The light reappeared, brighter than before, but this time Gaven turned away from it, buried his face in his arms to shield his eyes. The darkness stirred in response to his movement, then settled in around him again, rustling softly, cold but comfortable.
“This is where I belong,” he murmured. “What I deserve.”
A chorus of whispers voiced its assent. “What you deserve.”
“No, Gaven.” An unfamiliar voice cut through the whispers—a voice made of light, clear and strong. Gaven tried to lift his head, but the darkness held it down. “You are a prisoner here,” the clear voice said.
“I was sentenced,” Gaven said, “sent to Dreadhold …”

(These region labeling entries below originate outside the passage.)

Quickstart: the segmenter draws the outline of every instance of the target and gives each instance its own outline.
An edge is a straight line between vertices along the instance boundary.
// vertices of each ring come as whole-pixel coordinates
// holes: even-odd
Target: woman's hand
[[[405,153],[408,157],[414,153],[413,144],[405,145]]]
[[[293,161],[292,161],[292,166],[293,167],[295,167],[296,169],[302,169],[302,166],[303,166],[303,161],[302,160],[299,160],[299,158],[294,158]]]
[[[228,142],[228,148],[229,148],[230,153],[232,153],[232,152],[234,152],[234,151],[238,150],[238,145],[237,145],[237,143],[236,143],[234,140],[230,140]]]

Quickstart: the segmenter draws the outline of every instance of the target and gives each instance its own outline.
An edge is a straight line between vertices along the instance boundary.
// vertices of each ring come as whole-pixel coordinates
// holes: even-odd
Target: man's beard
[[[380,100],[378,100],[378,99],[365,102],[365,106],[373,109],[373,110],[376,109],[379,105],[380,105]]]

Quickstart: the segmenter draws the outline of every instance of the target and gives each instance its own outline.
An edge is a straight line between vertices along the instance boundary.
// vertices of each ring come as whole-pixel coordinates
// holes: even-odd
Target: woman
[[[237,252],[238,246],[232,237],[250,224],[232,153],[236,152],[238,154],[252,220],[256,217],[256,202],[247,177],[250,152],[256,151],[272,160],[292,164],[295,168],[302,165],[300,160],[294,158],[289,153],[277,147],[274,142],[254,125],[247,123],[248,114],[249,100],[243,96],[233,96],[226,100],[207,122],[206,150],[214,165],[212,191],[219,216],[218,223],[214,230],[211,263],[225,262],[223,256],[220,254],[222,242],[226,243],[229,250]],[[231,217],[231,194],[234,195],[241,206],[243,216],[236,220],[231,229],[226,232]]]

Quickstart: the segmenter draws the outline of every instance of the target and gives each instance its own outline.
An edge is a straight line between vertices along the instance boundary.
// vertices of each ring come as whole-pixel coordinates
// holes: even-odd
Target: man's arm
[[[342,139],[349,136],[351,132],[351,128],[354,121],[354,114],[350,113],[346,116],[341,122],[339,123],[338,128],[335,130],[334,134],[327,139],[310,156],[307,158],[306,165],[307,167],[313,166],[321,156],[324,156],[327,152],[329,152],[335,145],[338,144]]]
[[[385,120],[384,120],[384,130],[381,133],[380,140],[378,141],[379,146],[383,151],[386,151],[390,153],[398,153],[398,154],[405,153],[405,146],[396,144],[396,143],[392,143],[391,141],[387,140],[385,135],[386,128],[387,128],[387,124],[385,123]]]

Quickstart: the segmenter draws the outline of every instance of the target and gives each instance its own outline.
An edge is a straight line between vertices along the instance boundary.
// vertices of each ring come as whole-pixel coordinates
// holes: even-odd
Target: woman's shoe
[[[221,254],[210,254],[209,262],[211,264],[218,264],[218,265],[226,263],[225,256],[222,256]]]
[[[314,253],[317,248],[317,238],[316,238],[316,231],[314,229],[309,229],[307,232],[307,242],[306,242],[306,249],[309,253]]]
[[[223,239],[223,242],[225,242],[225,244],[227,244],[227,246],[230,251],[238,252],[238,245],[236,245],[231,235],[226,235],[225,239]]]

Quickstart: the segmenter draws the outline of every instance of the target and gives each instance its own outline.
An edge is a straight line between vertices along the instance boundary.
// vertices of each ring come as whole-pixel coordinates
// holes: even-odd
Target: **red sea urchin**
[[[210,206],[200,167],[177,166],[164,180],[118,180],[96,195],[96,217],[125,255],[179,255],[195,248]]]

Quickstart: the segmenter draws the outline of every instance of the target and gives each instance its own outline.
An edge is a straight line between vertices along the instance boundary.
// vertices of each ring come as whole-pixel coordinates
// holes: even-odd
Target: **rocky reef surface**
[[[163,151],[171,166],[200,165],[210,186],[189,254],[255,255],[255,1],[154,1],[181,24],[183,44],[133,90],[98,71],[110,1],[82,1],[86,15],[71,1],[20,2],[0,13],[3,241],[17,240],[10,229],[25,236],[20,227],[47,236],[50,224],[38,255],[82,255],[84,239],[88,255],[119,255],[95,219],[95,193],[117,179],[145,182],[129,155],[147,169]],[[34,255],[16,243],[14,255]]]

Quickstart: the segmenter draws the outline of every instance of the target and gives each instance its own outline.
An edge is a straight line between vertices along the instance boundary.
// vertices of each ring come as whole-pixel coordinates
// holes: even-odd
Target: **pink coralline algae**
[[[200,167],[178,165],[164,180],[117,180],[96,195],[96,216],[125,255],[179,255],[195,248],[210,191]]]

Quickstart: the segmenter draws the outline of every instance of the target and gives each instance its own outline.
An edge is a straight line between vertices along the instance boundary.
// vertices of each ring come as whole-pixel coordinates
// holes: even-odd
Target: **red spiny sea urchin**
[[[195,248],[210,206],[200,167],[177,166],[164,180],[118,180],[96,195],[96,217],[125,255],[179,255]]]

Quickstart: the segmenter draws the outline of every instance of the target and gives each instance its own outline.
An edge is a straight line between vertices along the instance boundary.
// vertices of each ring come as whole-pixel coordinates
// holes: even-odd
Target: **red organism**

“But now the Keeper of Secrets holds you bound.”
“It lies,” Gaven said, a reflex. “Truth would burn its tongue.”
“It speaks nothing but lies,” the voice said. “Cast it off. Stand up, Gaven.”

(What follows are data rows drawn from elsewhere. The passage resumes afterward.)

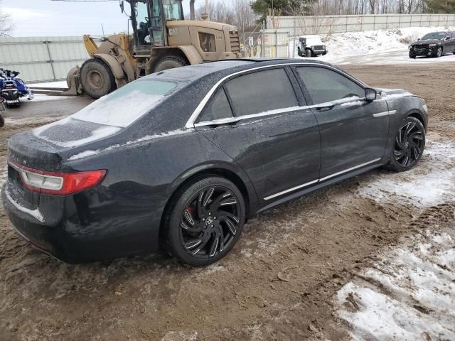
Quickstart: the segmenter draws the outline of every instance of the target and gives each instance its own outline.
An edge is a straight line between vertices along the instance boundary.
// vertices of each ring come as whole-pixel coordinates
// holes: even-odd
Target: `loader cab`
[[[181,0],[127,1],[131,6],[134,54],[149,55],[152,47],[166,46],[166,23],[184,20]]]

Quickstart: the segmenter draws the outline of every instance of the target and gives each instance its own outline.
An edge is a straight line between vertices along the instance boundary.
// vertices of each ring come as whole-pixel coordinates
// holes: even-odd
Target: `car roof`
[[[291,59],[280,58],[242,58],[203,63],[175,69],[168,69],[153,73],[141,79],[173,80],[184,83],[196,81],[204,76],[217,72],[226,74],[237,71],[245,71],[257,67],[273,66],[279,64],[306,63],[315,65],[328,64],[314,60]],[[333,65],[331,65],[333,67]]]

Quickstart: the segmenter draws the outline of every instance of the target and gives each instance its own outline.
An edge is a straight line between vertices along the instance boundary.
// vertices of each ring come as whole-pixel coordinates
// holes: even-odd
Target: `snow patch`
[[[16,200],[14,200],[14,199],[13,199],[11,195],[9,194],[8,186],[6,186],[6,188],[5,190],[5,195],[6,195],[6,198],[13,205],[13,206],[14,206],[19,211],[26,213],[27,215],[31,215],[38,222],[44,222],[44,217],[43,217],[43,215],[41,215],[41,212],[40,212],[40,210],[38,208],[36,210],[30,210],[28,208],[24,207],[21,204],[19,204]]]
[[[439,58],[410,59],[408,45],[425,34],[437,31],[454,31],[453,27],[410,27],[390,30],[348,32],[321,36],[328,53],[317,57],[319,60],[333,64],[396,64],[441,63],[455,61],[455,55]],[[297,54],[299,38],[289,44],[289,55],[299,58]]]
[[[410,244],[382,252],[338,291],[354,340],[455,340],[455,241],[427,232]]]
[[[359,191],[377,202],[397,200],[418,207],[429,207],[453,200],[455,196],[455,146],[427,141],[419,164],[405,173],[381,171]]]

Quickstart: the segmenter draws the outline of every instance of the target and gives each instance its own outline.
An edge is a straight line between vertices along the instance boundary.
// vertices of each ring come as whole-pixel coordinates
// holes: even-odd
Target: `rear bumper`
[[[14,229],[60,261],[101,261],[159,248],[160,220],[136,199],[102,186],[68,197],[41,194],[39,207],[31,214],[7,194],[7,186],[8,181],[1,200]]]

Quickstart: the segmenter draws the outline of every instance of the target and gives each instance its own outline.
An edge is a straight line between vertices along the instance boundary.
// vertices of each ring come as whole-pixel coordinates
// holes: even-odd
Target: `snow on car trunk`
[[[33,131],[35,136],[73,148],[120,131],[156,107],[177,85],[144,78],[129,83],[67,119]]]

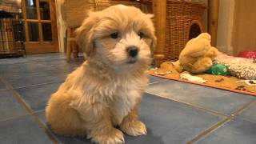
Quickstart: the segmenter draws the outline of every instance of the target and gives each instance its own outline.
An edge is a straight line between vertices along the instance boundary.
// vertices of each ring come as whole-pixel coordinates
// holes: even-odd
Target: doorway
[[[22,0],[27,54],[58,52],[54,0]]]

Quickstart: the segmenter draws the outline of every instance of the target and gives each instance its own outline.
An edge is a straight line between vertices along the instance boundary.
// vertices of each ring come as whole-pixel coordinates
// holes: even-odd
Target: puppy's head
[[[123,5],[90,12],[76,30],[78,44],[89,59],[111,66],[148,65],[156,42],[152,17]]]

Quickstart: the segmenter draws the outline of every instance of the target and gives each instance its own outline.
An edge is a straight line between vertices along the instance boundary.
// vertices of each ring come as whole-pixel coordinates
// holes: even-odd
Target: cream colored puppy
[[[123,5],[89,14],[77,30],[88,59],[68,75],[46,107],[55,133],[86,134],[107,144],[124,142],[122,132],[146,134],[138,108],[156,41],[151,18]]]

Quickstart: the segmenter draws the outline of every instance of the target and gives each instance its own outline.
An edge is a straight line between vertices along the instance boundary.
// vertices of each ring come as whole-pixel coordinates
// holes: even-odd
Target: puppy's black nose
[[[136,46],[127,47],[127,52],[130,56],[136,57],[136,55],[138,54],[138,47]]]

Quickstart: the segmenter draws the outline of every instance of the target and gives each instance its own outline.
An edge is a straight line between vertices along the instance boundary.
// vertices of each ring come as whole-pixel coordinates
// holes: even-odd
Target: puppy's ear
[[[77,44],[82,49],[86,56],[89,56],[94,50],[93,29],[98,19],[96,12],[89,12],[88,18],[75,30]]]
[[[152,42],[150,45],[150,51],[151,51],[151,54],[154,55],[154,49],[157,45],[157,38],[154,35],[154,33],[153,34],[151,39],[152,39]]]
[[[151,39],[152,39],[152,42],[151,42],[151,45],[150,45],[150,50],[151,50],[151,54],[153,55],[154,54],[154,48],[157,45],[157,38],[155,36],[155,34],[154,34],[154,14],[147,14],[146,16],[151,20],[151,24],[152,24],[152,33],[151,33]]]

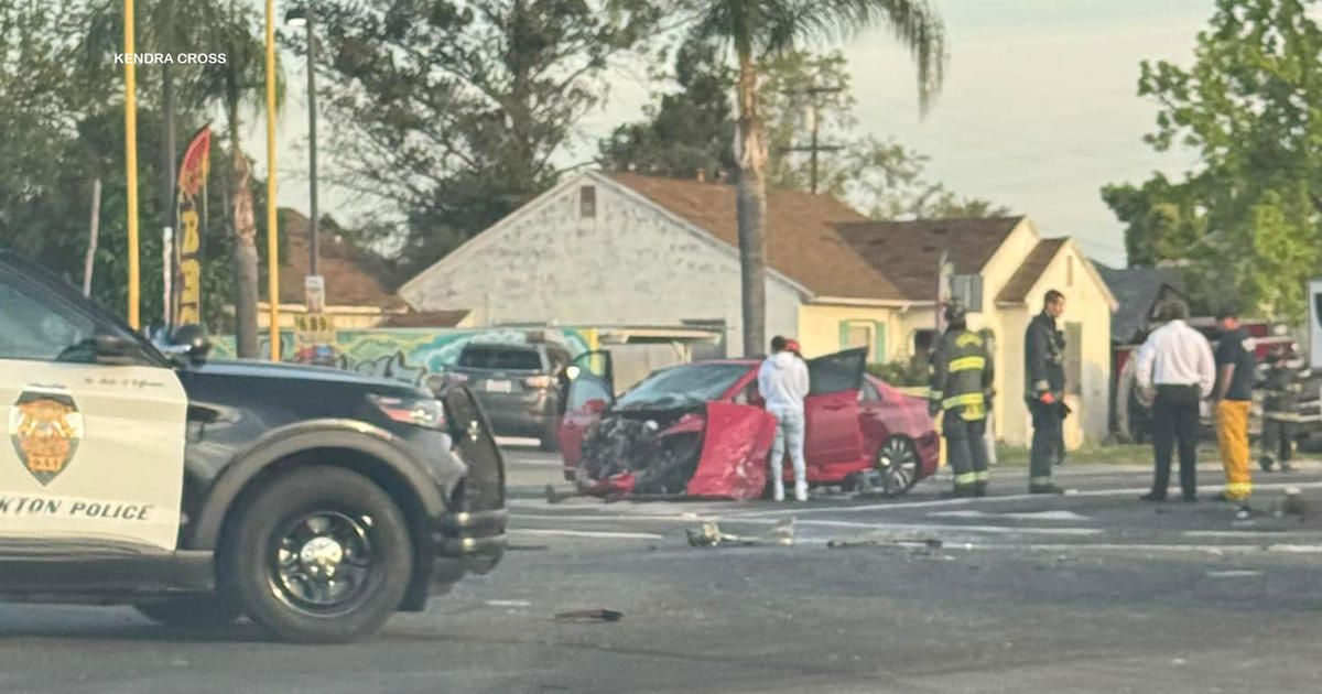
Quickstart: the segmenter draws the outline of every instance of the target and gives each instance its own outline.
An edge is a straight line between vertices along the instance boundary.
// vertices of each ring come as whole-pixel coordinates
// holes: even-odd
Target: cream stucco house
[[[1077,243],[1043,239],[1027,217],[865,222],[839,227],[855,251],[914,300],[895,311],[892,360],[921,353],[932,340],[932,297],[941,252],[954,270],[954,291],[969,308],[969,327],[994,341],[999,439],[1031,440],[1023,406],[1023,337],[1042,311],[1043,296],[1058,289],[1067,297],[1060,328],[1067,338],[1067,403],[1075,411],[1066,424],[1066,444],[1099,442],[1107,435],[1110,393],[1112,296]]]
[[[724,182],[583,172],[479,234],[401,289],[414,311],[468,311],[475,325],[703,327],[738,356],[742,333],[735,190]],[[830,196],[767,196],[767,332],[797,336],[805,356],[866,346],[874,364],[931,341],[937,258],[981,289],[976,328],[997,338],[997,428],[1029,440],[1023,330],[1040,296],[1069,296],[1068,442],[1107,434],[1114,300],[1068,239],[1043,241],[1023,217],[870,222]],[[656,337],[653,337],[656,338]]]

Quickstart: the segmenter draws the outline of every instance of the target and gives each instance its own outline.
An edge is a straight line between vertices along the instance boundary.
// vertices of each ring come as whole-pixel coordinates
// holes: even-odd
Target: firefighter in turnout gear
[[[948,328],[932,353],[928,411],[945,411],[941,432],[945,456],[954,471],[954,496],[985,496],[988,490],[986,416],[992,407],[992,356],[982,337],[968,329],[964,307],[945,308]]]

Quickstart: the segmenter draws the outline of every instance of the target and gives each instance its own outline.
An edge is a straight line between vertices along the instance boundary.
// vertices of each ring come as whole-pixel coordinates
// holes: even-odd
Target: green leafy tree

Gaven lifted his head, pulling against the tendrils of darkness that held him down. The light was close beside him, and a man stood at the center of the light. Tall and slender, the man was a vision of beauty, like the light made flesh.
“Are you the Messenger?” Gaven asked. The darkness stirred in angry whispers around him.
“I’m Havrakhad, and I’m here to lead you to freedom,” the man said. “Take my hand, get up, and follow me.” He bent over Gaven, extending a hand.
Gaven wrenched a hand free of the darkness and seized Havrakhad’s hand. The whispers turned to shrieks of pain and fear as the darkness fled. Gaven stood on a floor of pale pink crystal. Red fire burned just beneath his feet, leading off in both directions, forming a maze of whirling lines stretching as far as he could see.
“I know this path,” he said. His eyes traced the pathways, seeing more than the glowing lines. They were the words of creation, and they spoke to him of what had been and what might yet come to pass.
“We can lead each other,” Havrakhad said.
“Wait—Rienne …” Gaven turned. A cloud of darkness formed before him, and Rienne’s crying face appeared in the midst of it. She stretched her arms out to him.
“Don’t leave me here, Gaven!” she wailed.
“Rienne isn’t here,” Havrakhad said. “Follow me to freedom, then you can find her.”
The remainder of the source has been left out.